That is, you are forced to trade trade light weight against a
restricted feature set.

> The async syscall part of KSE could be kept/reintroduced pretty
> seperatly from the thread support part, but it really requires
> someone to decide how to use it.

The intended use would be to augment exiting code to take advantage of
it. If it caught on among operating systems, it would be a big step
forward in my opinion, from the perspective of application
development. If a single or a few operating systems did it, they would
have an advantage to the extent that someone actually implements the
necessary support in $language_or_framework.

In particular various higher level languages where it would make a
huge difference to be able to support this in the interpreter/vm/core
library. It would remove, or lessen, the need to differentiate between
"not quite threads" and "threads" (witness stackless python tasks or
ruby fibers, vs. the actual native threads in Python and Ruby 1.9;
once again trading light-weight vs. generality).

As far as I can see, it can be applied to the C runtime library as
well, but the advantage would be less since you won't get around the
need to maintain a per-thread native stack.

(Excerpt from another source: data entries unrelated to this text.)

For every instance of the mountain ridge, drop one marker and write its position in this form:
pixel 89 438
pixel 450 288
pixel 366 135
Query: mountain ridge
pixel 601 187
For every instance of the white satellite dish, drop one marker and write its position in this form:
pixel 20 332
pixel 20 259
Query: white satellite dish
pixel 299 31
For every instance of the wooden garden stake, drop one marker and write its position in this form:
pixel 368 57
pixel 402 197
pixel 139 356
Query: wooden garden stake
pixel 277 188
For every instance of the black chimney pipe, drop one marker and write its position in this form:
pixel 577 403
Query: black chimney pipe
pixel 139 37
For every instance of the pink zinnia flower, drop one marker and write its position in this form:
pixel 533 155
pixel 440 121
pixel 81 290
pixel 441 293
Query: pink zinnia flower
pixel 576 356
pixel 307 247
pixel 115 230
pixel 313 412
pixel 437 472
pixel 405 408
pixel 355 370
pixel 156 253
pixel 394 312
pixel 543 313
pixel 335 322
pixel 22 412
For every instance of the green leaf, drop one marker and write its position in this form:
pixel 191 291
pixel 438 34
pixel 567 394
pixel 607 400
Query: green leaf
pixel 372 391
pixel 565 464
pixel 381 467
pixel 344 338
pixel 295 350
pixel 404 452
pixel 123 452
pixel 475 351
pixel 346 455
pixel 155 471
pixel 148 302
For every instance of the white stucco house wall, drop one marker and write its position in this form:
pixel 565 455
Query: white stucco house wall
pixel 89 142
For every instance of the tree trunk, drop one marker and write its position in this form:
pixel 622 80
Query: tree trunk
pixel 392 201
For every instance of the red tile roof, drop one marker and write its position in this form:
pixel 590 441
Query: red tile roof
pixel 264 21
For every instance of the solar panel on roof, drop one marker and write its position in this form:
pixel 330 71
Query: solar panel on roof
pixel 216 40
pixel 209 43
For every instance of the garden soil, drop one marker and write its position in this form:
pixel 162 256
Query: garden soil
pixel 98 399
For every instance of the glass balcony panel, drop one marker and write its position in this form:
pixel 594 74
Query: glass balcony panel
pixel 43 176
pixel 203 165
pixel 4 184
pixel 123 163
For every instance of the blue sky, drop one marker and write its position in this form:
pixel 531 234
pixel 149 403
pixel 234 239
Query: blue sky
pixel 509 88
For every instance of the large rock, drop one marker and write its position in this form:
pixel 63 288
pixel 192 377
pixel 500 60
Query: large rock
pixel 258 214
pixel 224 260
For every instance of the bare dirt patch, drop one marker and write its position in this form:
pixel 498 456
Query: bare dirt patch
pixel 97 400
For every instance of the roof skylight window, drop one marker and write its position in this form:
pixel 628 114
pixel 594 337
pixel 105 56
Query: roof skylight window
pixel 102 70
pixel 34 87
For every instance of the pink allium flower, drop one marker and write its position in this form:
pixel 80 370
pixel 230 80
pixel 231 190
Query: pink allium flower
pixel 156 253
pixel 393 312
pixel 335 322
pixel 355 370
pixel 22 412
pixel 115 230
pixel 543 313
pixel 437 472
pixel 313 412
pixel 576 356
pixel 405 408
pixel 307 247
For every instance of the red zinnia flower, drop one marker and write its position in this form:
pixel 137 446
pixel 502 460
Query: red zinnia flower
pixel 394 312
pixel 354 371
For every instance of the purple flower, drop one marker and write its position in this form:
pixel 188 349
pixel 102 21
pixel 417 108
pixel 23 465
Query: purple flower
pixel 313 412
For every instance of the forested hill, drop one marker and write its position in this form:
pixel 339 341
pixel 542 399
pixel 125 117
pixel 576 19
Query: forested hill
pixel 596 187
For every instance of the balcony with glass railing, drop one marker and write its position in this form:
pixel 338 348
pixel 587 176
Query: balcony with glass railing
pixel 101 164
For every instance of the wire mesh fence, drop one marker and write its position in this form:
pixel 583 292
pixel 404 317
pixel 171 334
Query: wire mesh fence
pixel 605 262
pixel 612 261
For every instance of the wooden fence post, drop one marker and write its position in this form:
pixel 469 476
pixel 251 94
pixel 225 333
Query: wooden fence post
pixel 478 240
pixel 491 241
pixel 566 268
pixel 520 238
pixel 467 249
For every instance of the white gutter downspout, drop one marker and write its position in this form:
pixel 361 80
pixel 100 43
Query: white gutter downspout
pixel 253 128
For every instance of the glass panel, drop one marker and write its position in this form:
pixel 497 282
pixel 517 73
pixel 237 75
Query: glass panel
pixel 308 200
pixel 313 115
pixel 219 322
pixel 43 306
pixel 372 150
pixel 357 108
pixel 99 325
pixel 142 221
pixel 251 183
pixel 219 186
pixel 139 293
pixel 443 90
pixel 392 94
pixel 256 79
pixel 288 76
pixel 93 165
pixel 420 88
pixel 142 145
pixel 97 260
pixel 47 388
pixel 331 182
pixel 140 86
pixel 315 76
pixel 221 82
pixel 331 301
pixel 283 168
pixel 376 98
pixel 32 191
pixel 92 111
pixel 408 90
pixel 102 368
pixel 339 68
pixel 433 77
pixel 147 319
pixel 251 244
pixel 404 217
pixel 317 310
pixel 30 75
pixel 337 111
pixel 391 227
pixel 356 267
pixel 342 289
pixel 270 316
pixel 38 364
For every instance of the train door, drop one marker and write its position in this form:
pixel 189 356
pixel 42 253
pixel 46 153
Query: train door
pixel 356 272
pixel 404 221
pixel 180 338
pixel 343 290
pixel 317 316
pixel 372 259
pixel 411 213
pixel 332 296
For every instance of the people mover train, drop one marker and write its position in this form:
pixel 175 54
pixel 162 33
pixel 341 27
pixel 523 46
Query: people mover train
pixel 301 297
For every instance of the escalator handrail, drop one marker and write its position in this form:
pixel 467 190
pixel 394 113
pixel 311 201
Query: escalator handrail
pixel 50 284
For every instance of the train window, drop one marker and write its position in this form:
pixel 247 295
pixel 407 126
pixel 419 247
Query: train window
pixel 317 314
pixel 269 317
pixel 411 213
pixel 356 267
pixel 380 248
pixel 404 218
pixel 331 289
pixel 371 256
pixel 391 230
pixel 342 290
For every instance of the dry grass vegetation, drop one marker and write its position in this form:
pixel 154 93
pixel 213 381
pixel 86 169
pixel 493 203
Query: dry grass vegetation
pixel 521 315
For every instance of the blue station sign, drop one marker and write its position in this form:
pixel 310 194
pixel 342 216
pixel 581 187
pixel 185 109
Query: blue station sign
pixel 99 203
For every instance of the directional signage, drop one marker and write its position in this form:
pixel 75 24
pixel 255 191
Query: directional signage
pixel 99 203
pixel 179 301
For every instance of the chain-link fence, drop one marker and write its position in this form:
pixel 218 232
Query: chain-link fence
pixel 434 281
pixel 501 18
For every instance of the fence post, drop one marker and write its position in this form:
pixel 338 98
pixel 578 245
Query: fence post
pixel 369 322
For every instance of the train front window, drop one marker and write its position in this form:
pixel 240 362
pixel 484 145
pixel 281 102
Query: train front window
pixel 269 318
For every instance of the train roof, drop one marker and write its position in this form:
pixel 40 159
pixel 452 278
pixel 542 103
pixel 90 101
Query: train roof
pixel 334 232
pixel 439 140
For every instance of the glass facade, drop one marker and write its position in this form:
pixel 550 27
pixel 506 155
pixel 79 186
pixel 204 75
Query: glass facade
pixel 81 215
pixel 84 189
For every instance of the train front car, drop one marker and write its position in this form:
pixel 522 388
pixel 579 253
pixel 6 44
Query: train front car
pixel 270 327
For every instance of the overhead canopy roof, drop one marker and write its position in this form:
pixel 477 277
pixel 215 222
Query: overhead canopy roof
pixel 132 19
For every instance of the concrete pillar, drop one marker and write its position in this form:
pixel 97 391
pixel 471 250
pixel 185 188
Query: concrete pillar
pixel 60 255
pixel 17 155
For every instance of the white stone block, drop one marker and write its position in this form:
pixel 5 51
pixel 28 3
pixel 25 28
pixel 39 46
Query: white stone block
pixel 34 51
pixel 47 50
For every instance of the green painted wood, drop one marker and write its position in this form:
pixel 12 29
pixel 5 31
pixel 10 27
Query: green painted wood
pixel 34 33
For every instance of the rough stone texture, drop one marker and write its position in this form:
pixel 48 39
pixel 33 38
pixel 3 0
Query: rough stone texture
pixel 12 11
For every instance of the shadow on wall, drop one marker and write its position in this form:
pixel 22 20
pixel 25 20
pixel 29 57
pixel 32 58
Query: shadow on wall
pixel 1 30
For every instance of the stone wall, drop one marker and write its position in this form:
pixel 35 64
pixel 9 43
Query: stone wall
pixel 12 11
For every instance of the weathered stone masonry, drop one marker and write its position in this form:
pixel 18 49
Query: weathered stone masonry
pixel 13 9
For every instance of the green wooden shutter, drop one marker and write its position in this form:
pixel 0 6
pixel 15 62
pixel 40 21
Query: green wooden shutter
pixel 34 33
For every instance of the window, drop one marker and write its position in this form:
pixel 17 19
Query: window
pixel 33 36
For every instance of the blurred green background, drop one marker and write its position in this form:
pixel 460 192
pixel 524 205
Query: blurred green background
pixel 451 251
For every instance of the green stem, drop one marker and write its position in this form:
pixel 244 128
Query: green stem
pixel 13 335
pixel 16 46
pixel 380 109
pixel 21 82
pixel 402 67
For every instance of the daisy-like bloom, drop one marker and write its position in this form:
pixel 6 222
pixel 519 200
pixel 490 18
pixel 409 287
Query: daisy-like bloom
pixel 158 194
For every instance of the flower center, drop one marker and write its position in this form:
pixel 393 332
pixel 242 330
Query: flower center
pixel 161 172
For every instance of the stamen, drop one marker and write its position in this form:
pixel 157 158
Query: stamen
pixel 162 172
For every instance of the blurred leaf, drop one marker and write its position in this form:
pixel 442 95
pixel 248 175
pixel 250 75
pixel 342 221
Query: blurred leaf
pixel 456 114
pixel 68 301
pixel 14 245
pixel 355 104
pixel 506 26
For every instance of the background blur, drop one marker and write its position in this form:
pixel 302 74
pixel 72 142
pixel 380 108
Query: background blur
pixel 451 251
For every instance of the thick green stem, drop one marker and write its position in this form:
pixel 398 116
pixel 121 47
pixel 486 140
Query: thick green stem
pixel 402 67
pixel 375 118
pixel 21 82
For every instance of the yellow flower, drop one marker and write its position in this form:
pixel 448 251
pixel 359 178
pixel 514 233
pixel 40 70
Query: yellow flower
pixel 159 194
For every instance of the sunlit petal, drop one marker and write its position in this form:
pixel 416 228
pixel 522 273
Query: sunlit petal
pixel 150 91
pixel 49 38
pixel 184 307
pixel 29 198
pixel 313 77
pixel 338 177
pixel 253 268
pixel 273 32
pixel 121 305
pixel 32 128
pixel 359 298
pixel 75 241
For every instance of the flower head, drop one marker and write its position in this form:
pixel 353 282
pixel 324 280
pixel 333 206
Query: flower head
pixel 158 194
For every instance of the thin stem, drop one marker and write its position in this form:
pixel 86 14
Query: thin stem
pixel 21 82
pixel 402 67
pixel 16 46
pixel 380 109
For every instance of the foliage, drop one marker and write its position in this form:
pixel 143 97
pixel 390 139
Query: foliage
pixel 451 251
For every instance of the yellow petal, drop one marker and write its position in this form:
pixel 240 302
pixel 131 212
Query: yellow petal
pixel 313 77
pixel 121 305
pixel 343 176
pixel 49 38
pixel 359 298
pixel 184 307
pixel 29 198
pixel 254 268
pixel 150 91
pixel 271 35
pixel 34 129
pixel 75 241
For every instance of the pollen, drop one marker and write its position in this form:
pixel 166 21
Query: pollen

This latter point is why I am mostly interested in it from the higher
level language perspective, where higher level primitives (e.g.,
continuations, interpreter level stacks on the heap, etc) can be used
for thread context instead of the native stack, thus removing the need
to take an <n> kbyte hit per thread just for the stack alone. It is
not even mutually exclusive to native code compilation.

Oh and btw, regarding my comment on paging: While as far as I can tell
it holds relative to native threading, it is still not worse (better
in fact) than the single-threaded state machine model where a
high-latency paging operation blocks the entire process.